Page 30 of Corrupting Cami


Font Size:

“How would you put it?”

“Blessed with your company?” she offered with mock sweetness.

I laughed, the sound surprising me. She had a way of catching me off guard, making me feel light. “Come on, smartass. Let’s see if you can cook as well as you can ride.”

We walked back toward the cabin, the air growing colder as the sun dipped lower. The cabin was soon warming with the fire I’d built crackling in the great room.

“What are we making, Sir?” Cami asked, following me into the kitchen.

“I was thinking pasta. Something simple but good.” I pulled out ingredients from the fridge—fresh pasta I’d made yesterday, vegetables, cream, parmesan. “You any good in the kitchen?”

“I can follow directions,” she said, moving to wash her hands. “And I make a mean salad.”

“Salad duty it is then.” I set her up with the vegetables and a cutting board while I started water boiling for the pasta.

We worked in comfortable silence for a few minutes, the kind that felt easy rather than awkward.
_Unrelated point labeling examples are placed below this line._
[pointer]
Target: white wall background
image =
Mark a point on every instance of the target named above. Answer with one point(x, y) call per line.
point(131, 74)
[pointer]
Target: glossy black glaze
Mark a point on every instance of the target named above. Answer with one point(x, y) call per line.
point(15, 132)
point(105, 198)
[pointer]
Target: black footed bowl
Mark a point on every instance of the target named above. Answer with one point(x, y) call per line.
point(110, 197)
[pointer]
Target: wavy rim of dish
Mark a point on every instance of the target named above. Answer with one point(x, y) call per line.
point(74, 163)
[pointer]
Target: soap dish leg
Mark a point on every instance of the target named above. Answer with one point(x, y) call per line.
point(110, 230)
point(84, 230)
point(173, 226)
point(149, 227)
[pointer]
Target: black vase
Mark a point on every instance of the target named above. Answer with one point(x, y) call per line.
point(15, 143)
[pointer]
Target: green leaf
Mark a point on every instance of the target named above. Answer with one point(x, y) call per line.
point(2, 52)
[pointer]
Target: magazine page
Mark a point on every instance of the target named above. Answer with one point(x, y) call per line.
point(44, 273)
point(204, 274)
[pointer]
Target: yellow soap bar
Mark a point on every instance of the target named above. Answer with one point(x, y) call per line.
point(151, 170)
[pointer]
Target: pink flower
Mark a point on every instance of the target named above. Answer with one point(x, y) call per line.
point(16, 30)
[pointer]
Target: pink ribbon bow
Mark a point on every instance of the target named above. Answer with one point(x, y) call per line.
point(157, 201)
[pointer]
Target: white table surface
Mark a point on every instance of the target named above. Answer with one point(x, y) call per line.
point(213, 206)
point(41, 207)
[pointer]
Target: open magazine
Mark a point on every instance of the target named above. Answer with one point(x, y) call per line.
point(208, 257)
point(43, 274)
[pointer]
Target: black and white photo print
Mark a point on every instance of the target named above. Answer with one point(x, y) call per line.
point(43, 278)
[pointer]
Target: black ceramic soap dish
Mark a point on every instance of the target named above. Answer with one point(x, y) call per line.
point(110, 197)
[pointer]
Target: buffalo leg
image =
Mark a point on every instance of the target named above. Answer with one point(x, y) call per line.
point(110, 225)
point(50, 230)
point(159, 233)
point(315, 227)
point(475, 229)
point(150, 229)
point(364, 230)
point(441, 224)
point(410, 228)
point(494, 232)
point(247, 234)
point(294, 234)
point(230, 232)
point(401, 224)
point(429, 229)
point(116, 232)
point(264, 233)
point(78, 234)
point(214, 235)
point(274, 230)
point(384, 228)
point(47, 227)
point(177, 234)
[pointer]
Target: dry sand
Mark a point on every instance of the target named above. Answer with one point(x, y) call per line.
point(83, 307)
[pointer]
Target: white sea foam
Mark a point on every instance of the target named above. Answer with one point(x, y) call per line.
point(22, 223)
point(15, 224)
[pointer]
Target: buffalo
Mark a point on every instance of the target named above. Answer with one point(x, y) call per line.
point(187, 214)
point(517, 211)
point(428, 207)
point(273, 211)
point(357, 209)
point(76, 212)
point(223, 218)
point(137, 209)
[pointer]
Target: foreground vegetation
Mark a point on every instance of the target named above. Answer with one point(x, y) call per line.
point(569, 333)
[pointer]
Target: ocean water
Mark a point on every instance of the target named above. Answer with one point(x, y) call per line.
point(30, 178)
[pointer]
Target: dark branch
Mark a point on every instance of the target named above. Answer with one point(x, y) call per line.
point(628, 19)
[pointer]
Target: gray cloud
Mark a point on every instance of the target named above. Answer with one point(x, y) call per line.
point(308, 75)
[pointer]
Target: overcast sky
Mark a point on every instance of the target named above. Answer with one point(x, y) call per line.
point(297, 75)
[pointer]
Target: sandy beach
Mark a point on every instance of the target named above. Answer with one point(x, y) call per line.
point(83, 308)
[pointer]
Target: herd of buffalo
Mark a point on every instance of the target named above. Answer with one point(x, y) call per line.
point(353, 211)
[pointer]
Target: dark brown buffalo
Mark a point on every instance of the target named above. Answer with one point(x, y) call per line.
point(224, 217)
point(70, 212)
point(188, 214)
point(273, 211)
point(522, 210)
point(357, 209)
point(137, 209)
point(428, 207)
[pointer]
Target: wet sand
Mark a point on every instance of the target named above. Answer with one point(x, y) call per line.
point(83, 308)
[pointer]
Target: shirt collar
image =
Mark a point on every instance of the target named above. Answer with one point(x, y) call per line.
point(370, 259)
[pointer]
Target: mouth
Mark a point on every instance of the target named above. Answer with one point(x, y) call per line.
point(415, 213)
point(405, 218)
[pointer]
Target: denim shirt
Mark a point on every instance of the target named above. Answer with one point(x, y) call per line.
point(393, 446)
I found myself stealing glances at her and the way she concentrated on dicing tomatoes, the small, satisfied smile when she got the pieces uniform, the unconscious way she hummed along to the music playing softly from the speaker.

“Wine?” I offered, pulling a bottle of red from the rack.

“God, yes, Sir.”

I poured us each a generous glass, and when I handed her one, our fingers brushed. The contact was brief but electric, and from the way her breath caught, she felt it too.

“To conquering fears,” I said, raising my glass.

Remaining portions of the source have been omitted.